Recreating the LSST Science pipeline tutorial (gen 2) only using Generation 3 command line tasks and the pipetasks

fsklich · August 16, 2021, 8:42pm

okay, good. I enjoy jupyter better, even though I’ve been doing unix work for a long time.
thanks, I’ll keep chiseling away…

fsklich · August 18, 2021, 4:17pm

thanks again Joshua, all your posts are very helpful.
I’ve worked my way through pass #3 attempt at running the GEN3 pipeline. I’ve reached the ProcessCcd step and had to pause. The ONLY step I’m still not happy with is the “hack” to get a reference catalog properly added to the new repository.
So, if your next version, can you articulate the steps you took to get your ref catalog established.
I can see all the steps, but it seems like a lot of effort just to get the refcat set up. I don’t believe I’m the only person with the same questions.
I’m continuing with getting an export/import done, but still not happy with this “hack”.
Fred klich

fsklich · August 18, 2021, 4:22pm

On a common sense note, is it possible that someone has a .sqlite3 file that is the PanStarr refcat that can be easily added to the GEN3 repository [since it should be same for most of us newbie tutorial workers] that can be shared for the community. At least we can get by this hack step and get back into the heart of the GEN3 pipeline.
Fred , Dallas, Tx

timj · August 18, 2021, 4:46pm

No-one is happy with the hack. We are actively working on fixing this as has been mentioned multiple times in the discussion above.
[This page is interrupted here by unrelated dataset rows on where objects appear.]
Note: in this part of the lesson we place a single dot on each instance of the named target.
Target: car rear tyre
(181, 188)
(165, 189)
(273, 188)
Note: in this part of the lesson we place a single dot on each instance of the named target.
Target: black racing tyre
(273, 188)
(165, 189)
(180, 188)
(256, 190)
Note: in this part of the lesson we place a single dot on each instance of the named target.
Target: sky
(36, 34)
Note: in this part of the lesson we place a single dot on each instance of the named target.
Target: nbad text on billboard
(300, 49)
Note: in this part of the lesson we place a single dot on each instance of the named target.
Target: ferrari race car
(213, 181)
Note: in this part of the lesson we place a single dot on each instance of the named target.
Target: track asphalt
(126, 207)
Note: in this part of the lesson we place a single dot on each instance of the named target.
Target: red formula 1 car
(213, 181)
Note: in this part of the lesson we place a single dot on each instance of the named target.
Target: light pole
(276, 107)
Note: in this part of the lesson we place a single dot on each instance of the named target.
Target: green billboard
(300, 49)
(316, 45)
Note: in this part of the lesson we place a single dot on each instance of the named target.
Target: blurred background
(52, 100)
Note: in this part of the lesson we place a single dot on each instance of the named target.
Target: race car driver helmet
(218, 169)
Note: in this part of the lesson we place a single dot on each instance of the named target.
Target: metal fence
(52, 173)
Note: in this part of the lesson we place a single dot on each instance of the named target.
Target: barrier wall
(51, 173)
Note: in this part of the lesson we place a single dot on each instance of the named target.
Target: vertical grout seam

butler does not use sqlite databases for the refcat file format. We shard the catalog spatially so that the required subset for a particular visit is efficiently accessible.

fsklich · August 18, 2021, 4:54pm

I understand. I believe I know my steps through the ref catalog part…I’ll restart and probably break into daylight here…but still learning a lot.
I started GEN3 regarding it as a pipeline “tutorial”, per it’s title. I now understand it is a prototype WIP. And, to be truthful, I kinda like it that way better.
Thanks for your help Tim.
Tim, do I need any special status to be able to fully navigate Jira?

timj · August 18, 2021, 8:10pm

It’s more than a prototype. The refcat bit is the only part that is problematic since it needs a gen2 repo to bootstrap it. It’s all evolving rapidly but it does work.

All DM tickets are public read-only. You need to be a project member to be able to modify tickets. There is a public RSS feed and you should be able to bookmark a query if there are specific types of tickets you want to see progress on.

joshuakitenge · August 26, 2021, 1:41pm

Hi, Here is my latest GEN 3 tutorial run, where I have used the correct method to remove the “BRIGHT_OBJECT” that @natelust suggested in an earlier post. Instead of the hack in the prior tutorial
Gen3 run-w_2021_34.html (1.2 MB)

joshuakitenge · August 26, 2021, 2:29pm

I have redone the timing test using the latest version of my GEN 3 tutorial. This latest version uses 8 processes for the processccd, coaddtions and multiband stage.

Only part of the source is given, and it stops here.